Cestodes are tape-like and segmented in shape, have a head with suckers and possibly hooks, and lack a digestive tract. Trematodes are leaf-like and unsegmented, lack hooks entirely, and have an incomplete digestive tract. Generally, cestodes require two hosts and trematodes need three to complete their life cycles.

How does a trematode typically look like?

Trematodes are flattened oval or worm-like animals, usually no more than a few centimetres in length, although species as small as 1 millimetre (0.039 in) are known. Their most distinctive external feature is the presence of two suckers, one close to the mouth, and the other on the underside of the animal.

How long can flukes live without a host?

The lifecycle without a host can be completed within a few days. An adult can live up to 6 days without a host. After an egg hatches the oncomiridium must find a host within 36 hours or it will die. A fluke cannot attack an invertebrate or coral.
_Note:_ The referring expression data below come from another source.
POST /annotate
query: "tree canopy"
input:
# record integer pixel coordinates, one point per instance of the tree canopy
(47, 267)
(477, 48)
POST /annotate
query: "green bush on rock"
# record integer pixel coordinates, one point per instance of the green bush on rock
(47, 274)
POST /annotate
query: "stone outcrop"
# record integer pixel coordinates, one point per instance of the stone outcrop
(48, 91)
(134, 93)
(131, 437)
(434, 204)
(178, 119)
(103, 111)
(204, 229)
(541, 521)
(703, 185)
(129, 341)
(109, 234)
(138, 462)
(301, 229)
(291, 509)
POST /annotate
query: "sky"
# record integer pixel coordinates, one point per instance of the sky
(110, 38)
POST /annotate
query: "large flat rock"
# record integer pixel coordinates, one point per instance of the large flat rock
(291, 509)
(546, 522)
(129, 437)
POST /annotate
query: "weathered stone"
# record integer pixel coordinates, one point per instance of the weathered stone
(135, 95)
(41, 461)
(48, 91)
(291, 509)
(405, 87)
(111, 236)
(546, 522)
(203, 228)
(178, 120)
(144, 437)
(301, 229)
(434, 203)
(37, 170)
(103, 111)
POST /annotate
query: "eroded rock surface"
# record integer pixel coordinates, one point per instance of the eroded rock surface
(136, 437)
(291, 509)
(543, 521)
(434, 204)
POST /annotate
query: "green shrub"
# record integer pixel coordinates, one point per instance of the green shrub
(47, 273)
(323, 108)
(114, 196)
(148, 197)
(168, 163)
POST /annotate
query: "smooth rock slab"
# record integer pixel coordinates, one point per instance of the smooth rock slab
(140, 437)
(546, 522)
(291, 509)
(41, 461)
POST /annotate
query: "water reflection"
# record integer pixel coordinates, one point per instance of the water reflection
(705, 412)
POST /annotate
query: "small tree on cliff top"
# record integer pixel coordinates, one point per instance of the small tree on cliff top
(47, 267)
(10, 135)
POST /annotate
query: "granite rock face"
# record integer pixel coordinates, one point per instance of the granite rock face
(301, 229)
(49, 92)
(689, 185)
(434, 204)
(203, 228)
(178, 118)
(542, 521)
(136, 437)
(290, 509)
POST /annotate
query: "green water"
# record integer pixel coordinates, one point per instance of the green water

What are examples of trematode?

Digenea
LeucochloridiumSchistosomatidaeAlariaAspidogastrea
Flukes/Lower classifications

What are some of the important trematode parasites of human?

The most important trematodes are Schistosoma species (blood flukes), Clonorchis sinensis (liver fluke), and Paragonimus westermani (lung fluke). Schistosomes have by far the greatest impact in terms of the number of people infected, morbidity, and mortality.

What is the life cycle of a trematode?

The life cycle of a typical trematode begins with an egg. Some trematode eggs hatch directly in the environment (water), while others are eaten and hatched within a host, typically a mollusc.

Do all trematodes have a redia stage?

Not all trematode species have a redia stage; some may just have a sporocyst stage depending on the life cycle. The rediae are dominant over sporocysts because they have mouths and are able to either eat their competitors’ food or their competitors. The larval form of the parasite develops within the germinal cells of the sporocyst or redia.

How do trematodes reproduce?

As an adult, it is capable of sexual reproduction. Not all trematodes follow the typical sequence of eggs, miracidia, sporocysts, rediae, cercariae, and adults. In some species, the redial stage is omitted, and sporocysts produce cercariae. In other species, the cercaria develops into an adult within the same host.

What is the function of the tegument in a trematode?

Trematodes are covered by a tegument, that protects the organism from the environment by providing secretory and absorptive functions. The life cycle of a typical trematode begins with an egg.